We had a backup grinder for situations like this one. I pulled it out as Tucker unplugged the problem appliance. Then off he went, a pouting Esther in tow.
When I glanced up, I found Barry watching all this with a cross between curiosity and amusement. “Wow. I didn’t realize so much scientific rigor went into making my latte.”
“You have no idea.”
I’d once explained it all to Mike, or tried to.
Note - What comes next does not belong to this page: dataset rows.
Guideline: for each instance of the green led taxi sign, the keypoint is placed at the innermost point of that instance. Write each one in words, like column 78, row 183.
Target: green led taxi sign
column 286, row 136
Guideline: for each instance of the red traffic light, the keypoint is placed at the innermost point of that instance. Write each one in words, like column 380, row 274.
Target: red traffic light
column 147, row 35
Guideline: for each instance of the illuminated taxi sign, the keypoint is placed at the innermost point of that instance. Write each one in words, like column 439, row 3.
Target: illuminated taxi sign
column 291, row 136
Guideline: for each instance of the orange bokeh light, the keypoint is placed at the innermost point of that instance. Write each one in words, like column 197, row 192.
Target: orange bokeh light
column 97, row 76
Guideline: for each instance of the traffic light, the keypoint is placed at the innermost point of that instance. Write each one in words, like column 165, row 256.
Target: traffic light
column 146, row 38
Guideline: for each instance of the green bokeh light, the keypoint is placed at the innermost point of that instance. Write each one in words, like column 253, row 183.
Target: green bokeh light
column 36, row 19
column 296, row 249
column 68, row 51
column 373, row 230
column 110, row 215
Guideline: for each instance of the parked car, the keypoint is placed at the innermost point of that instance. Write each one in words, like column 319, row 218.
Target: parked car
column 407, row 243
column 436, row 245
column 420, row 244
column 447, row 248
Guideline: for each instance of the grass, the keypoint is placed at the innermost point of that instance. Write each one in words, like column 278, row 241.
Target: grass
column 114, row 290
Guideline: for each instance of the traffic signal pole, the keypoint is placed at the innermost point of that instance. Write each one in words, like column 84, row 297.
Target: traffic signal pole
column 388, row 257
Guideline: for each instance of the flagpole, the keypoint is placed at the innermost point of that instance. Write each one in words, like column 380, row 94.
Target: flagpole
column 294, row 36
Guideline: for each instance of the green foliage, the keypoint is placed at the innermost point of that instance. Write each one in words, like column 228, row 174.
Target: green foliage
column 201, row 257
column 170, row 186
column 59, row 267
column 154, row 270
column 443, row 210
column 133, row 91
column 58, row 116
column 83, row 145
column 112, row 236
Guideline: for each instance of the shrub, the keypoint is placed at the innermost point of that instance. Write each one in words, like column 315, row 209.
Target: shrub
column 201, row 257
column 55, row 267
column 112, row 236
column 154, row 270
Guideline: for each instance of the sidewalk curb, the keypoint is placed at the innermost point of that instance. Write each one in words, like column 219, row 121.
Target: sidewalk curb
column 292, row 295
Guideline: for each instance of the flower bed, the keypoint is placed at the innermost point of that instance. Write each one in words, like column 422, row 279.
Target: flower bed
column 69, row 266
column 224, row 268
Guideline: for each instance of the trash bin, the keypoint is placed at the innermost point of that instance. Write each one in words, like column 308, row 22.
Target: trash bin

When things went wrong in making espresso, any number of variables could be the offending agent — a good barista had to go through each variable , eliminating suspects one by one, until the true offender was found.
Mike replied with one sentence: “Sounds like my job.”
I smiled at Barry. “Would you like another latte?”
“Yes, please! You have the best in the city.”
“In that case,” I told him, “this one’s on the house.”
Twenty minutes later, Barry was gone, and Tucker and Esther had returned to the espresso bar to help with a brief flurry of prelunch rush customers. I was just finishing the pour on my last order in line — a Hazelnut-Caramel Latte, which I topped with the flourish of a heart-crowned rosetta — when I heard a familiar door slam. Don’t ask how I can recognize one particular man by his door slam. I just can.
A minute later, our shop’s front bell was ringing and so were my eardrums.
“Clare!”
The customers in my half-filled shop came alert at their tables.
“What the hell is going on with my mother!”
My ex-husband had arrived.
Matt dropped his suitcase (loudly) next to a barstool while simultaneously sliding a heavy backpack off his Nautilus-sculpted shoulders. It hit the ground with an equally subtle thud.
“I touched down at JFK an hour ago, after a truly horrendous red-eye out of Charles de Gaulle, and what do I see when I pass the first newsstand?” Matt threw a folded-up Post down on the bar. “A front-page photo of my mother being hoisted into an ambulance by a passel of firemen with my ex-wife looking on!” He glared. “What happened, Clare?”